Android ‘Master Key’ Security Vulnerability Exposed
A security specialist has uncovered a vulnerability in Google’s (GOOG) Android operating system that could enable cyber attackers to take over a user’s smartphone, according to a report in Ars Technica, based on a blog post at Bluebox Labs’s website.
A security specialist has uncovered a vulnerability in Google’s (GOOG) Android operating system that could enable cyber attackers to take over a user’s smartphone, according to a report in Ars Technica, based on a blog post at Bluebox Labs’s website.
Bluebox, which uncovered the security opening, reported the vulnerability to Google last February, according to the report. The Android security flaw involves the cryptographic signature of authentic Android applications, an assurance that the software hasn’t been meddled with by parties other than the actual developer, Bluebox said.

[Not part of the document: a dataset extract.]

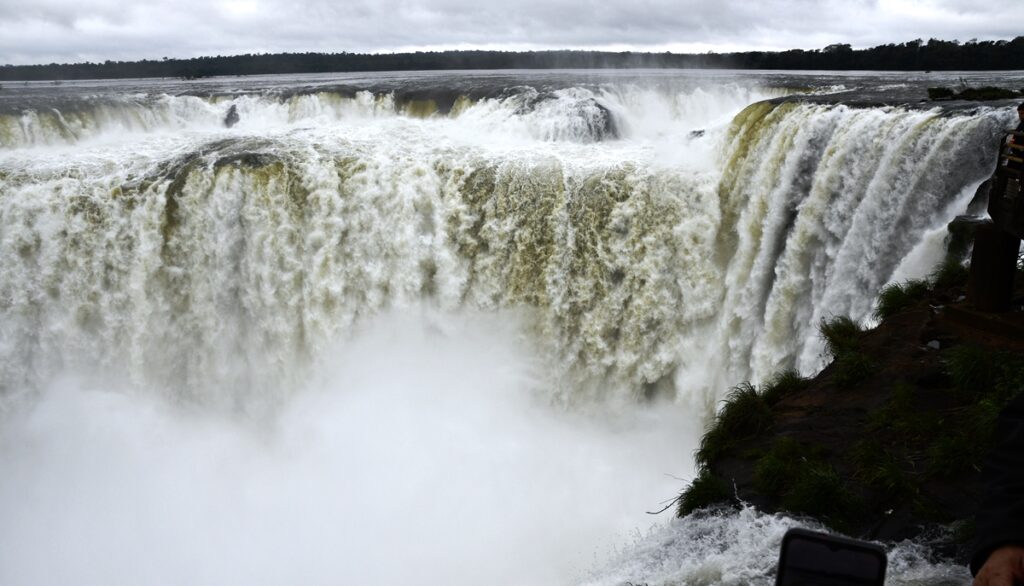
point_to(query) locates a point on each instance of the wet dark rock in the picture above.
(897, 454)
(232, 117)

The flaw has been present for nearly four years and impacts Android back to version 1.6. The security researchers discovered how to deceive Android’s way of checking the validation signatures to enable malware code to slip by unnoticed. As a result, any app or program written to take advantage of the weakness would gain access to a user’s phone in the same way as does legitimate code.

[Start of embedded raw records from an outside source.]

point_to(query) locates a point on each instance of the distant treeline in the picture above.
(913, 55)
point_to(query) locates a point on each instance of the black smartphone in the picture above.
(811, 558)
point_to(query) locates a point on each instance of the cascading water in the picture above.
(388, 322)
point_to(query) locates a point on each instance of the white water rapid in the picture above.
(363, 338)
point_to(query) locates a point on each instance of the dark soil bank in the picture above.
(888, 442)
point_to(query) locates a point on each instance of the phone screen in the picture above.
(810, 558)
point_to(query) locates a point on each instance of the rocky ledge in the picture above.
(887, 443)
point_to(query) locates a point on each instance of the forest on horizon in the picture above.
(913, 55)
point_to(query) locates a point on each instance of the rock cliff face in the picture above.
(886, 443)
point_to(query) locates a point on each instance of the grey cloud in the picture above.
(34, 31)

“This vulnerability, around at least since the release of Android 1.6 (codename: “Donut” ), could affect any Android phone released in the last four years—or nearly 900 million devices—and depending on the type of application, a hacker can exploit the vulnerability for anything from data theft to creation of a mobile botnet,” wrote Bluebox chief technology officer Jeff Forristal.
“Installation of a Trojan application from the device manufacturer can grant the application full access to Android system and all applications (and their data) currently installed,” he wrote. “The application then not only has the ability to read arbitrary application data on the device (email, SMS messages, documents, etc.), retrieve all stored account & service passwords, it can essentially take over the normal functioning of the phone and control any function thereof (make arbitrary phone calls, send arbitrary SMS messages, turn on the camera, and record calls).”
And, perhaps most importantly, with control of a user’s device, an attacker can use it to create a botnet to magnify the harm multifold, said Forristal.
“Finally, and most unsettling, is the potential for a hacker to take advantage of the always-on, always-connected, and always-moving (therefore hard-to-detect) nature of these 'zombie' mobile devices to create a botnet,” he wrote.
The good news? So far, the Android security vulnerability hasn’t been capitalized on yet by an attacker, according to Forristal, saying the “danger from the loophole remains theoretical because, as yet, there is no evidence that it is being exploited by cyber-thieves.”